Vivimos en el país de la tenacidad. Aquí los discursos y las posiciones son sempiternos, no cambian, la permanencia es la ley y el inmovilismo intelectual es principio de vida. Mil años después no se asombre si los discursos continúan iguales aunque el mundo haya dado vueltas innumerables veces. Así, no es difícil pronosticar que por un lado existirá una universidad que siga con su rollo del libre mercado, la desmonopolización y la reducción del Estado; mientras que por el otro se continúe hablando de materialismo histórico, clases sociales, burguesías y proletariado, conservando, por supuesto, el recuerdo vivo de Fidel Castro.
Sí, eso se llama perseverancia. Vivimos en un país de perseverantes y tenaces. Este es un mundo en el que es casi imposible llegar a acuerdos, es un diálogo en el que nadie quiere escuchar porque los principios no se negocian, son inamovibles y cualquiera puede señalar a alguien de traidor, vende patria, negligente o tonto. Ni los políticos ni los académicos desean conversar porque cada uno es depositario de la verdad. Lo dijo Nietzsche, dicen algunos. No, dice otro, eso ya lo había dicho Schopenhauer. ¿O fue Kant? Y así se revisa la historia de la filosofía para aferrarse de alguien que pueda dar soporte al argumento presentado.
No, este mundo no es ni de tenaces ni de perseverantes, es de testarudos. Aquí lo normal es tener el «coco» duro («testa» dura), cerrado, impenetrable. Da miedo abrir la mente porque lo pueden confundir a uno y es mejor vivir seguros y sin riesgos. Por eso nada mejor que aprender el catecismo de memoria, y no me refiero exclusivamente al de la Iglesia, sino a cualquier tipo de doctrina. Nada mejor para la paz del espíritu que recitar a Hayek, von Mises, Marx o en su defecto un poco de Lenin. Mil años después seguiremos polarizados y con programas de radio «testarudos» como los que se escuchan hoy.
Ante tanta obstinación quizá urja poner de moda la «compasión» y la «concordia». La compasión es la virtud que nos permite «padecer con» (con-pasión), es decir, ponerse en el lugar del otro para entenderlo, sentir lo que él siente para ayudarlo. Y la concordia es la idea de «experimentar las cosas con el corazón» (con-corazón).
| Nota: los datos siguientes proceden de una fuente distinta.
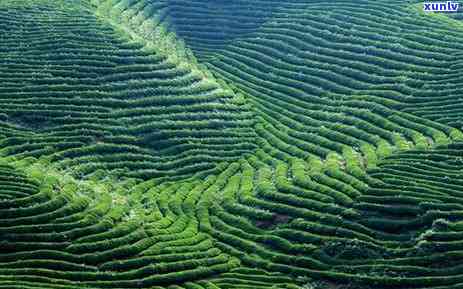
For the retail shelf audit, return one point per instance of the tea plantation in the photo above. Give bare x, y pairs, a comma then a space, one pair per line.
194, 144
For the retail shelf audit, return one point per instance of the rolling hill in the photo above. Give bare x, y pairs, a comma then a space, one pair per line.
230, 144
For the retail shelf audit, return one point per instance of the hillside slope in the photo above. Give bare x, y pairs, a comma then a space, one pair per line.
230, 144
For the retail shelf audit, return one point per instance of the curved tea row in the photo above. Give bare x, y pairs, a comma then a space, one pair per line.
79, 90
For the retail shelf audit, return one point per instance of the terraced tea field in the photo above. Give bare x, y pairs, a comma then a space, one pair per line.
194, 144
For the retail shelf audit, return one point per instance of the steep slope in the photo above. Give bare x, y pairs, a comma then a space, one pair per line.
258, 144
80, 90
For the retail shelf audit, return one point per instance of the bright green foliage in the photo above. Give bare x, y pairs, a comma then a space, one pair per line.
193, 144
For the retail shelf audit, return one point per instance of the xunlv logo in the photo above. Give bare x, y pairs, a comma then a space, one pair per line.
448, 6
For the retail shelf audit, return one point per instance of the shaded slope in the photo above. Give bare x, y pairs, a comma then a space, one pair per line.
355, 182
373, 71
90, 97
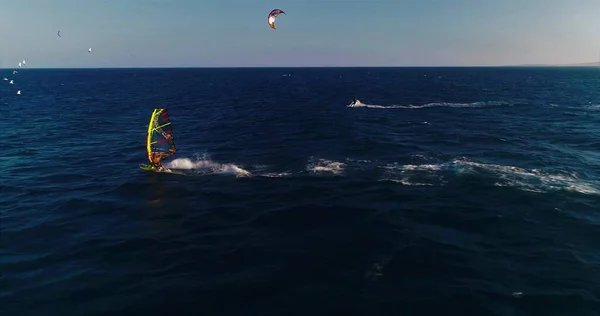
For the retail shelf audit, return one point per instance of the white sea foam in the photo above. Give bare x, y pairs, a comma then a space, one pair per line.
434, 104
205, 165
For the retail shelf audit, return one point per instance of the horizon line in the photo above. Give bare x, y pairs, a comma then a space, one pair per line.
299, 67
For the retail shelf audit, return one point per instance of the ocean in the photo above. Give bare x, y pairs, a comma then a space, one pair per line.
447, 191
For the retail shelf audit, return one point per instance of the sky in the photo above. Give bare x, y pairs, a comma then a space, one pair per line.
235, 33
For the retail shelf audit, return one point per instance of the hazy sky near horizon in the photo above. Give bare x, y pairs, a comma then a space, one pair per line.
198, 33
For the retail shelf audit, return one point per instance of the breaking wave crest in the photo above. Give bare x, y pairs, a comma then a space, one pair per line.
204, 165
533, 180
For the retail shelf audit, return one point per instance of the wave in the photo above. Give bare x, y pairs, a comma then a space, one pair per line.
204, 165
425, 173
325, 166
534, 180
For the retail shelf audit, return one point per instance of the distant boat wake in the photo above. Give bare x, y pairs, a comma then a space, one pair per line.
359, 104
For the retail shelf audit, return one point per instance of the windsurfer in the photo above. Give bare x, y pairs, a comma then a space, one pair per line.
155, 159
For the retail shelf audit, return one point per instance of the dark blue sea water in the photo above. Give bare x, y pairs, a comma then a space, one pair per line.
449, 191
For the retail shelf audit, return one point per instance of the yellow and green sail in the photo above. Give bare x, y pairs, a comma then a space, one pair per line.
160, 139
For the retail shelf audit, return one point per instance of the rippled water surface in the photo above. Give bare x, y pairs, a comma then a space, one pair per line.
467, 191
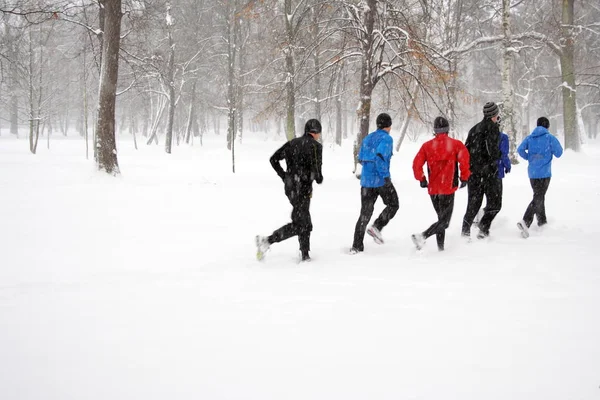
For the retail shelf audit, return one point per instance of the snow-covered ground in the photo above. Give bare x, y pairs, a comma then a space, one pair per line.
146, 286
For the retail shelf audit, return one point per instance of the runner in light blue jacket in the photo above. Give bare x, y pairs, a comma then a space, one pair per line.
538, 149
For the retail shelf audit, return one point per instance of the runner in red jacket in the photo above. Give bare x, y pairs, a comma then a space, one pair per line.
442, 155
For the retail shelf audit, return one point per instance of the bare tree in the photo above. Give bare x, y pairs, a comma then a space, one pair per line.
109, 72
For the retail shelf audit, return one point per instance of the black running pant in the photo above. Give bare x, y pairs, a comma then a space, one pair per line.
443, 205
368, 197
537, 206
301, 224
479, 186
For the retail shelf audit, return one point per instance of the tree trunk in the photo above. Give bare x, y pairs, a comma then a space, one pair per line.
231, 81
170, 84
109, 70
569, 94
366, 79
191, 114
290, 124
508, 119
316, 62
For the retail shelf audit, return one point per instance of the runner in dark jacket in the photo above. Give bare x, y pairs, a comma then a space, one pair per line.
443, 156
483, 143
303, 158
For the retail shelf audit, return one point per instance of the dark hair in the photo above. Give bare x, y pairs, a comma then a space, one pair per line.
383, 121
441, 125
312, 126
490, 109
543, 121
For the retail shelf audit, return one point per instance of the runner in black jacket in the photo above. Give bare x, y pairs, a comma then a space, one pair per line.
303, 157
483, 143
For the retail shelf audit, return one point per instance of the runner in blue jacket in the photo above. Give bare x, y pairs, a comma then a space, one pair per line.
538, 149
374, 156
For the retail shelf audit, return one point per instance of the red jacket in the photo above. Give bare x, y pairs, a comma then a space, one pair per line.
442, 154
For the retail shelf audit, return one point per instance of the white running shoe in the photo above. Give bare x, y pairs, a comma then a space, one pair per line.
262, 246
419, 240
523, 228
375, 234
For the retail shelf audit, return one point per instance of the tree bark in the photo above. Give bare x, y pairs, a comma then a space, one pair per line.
105, 125
366, 79
290, 124
508, 118
170, 84
569, 93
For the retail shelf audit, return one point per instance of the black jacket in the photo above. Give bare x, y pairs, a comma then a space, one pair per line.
303, 158
483, 143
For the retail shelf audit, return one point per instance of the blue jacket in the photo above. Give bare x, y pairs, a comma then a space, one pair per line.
375, 155
538, 148
504, 164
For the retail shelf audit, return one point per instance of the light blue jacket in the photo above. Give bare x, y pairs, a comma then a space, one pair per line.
538, 148
375, 156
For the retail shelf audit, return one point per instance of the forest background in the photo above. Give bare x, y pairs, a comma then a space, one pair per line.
168, 72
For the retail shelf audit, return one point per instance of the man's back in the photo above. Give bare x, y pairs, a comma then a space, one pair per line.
303, 158
483, 143
375, 155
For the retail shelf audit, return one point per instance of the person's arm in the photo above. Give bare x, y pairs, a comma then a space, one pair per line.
318, 163
383, 157
418, 164
276, 158
523, 149
556, 147
463, 159
504, 150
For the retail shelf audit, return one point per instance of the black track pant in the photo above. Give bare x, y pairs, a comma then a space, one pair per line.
301, 224
368, 197
537, 206
443, 205
479, 186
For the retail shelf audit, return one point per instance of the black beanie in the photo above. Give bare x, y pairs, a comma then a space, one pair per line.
312, 126
490, 109
441, 125
383, 121
543, 121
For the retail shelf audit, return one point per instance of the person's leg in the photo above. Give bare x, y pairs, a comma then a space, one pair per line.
493, 194
434, 228
446, 207
531, 208
293, 228
368, 196
390, 199
540, 200
303, 220
475, 198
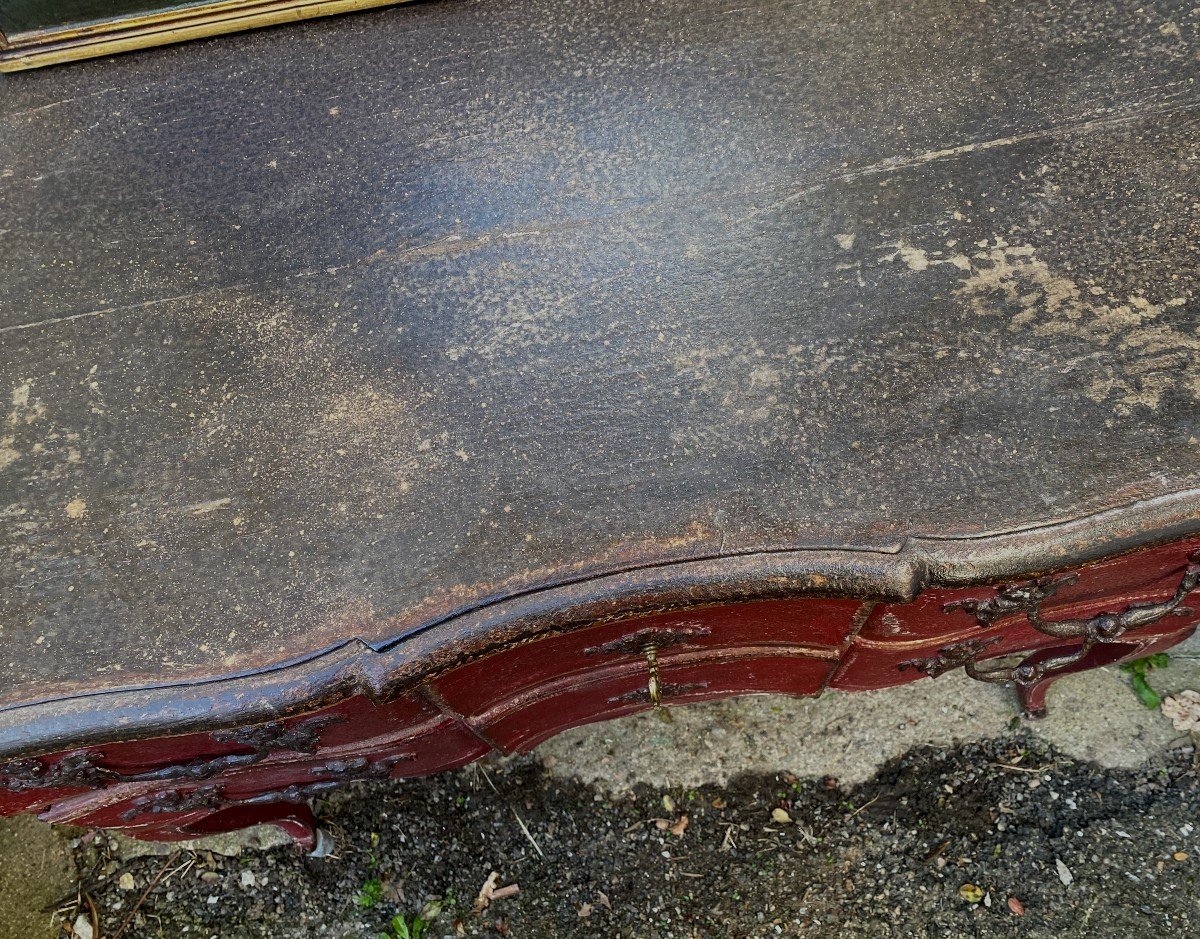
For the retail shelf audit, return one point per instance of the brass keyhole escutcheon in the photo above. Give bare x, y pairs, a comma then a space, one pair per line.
654, 681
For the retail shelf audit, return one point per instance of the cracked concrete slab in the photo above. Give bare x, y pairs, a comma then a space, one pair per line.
36, 873
1093, 716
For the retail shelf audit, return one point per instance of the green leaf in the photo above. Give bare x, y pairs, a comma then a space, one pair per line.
1138, 671
1147, 695
370, 895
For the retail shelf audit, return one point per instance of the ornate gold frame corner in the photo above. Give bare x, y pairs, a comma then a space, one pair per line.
106, 37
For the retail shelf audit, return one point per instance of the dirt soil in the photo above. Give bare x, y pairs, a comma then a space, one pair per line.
1005, 837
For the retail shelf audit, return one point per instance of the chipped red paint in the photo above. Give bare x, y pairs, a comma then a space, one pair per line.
519, 695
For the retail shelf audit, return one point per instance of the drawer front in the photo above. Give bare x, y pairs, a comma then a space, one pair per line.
442, 745
486, 682
537, 715
207, 755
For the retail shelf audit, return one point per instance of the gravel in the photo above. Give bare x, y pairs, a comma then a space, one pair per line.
1001, 837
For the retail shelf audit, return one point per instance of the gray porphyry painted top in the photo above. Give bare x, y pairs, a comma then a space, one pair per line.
327, 332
Dejar los discursos y dar espacio al sentimiento (sin renunciar a la razón), tratar de aproximarse al que sufre e intentar escucharlo.
Si es inevitable ser terco y testarudo (por ser características propias de nuestro código genético) hay que serlo en el deseo de entender a los demás y aliviar los problemas de Guatemala. Hay que reorientar las cosas y con suerte hasta lleguemos a ser virtuosos.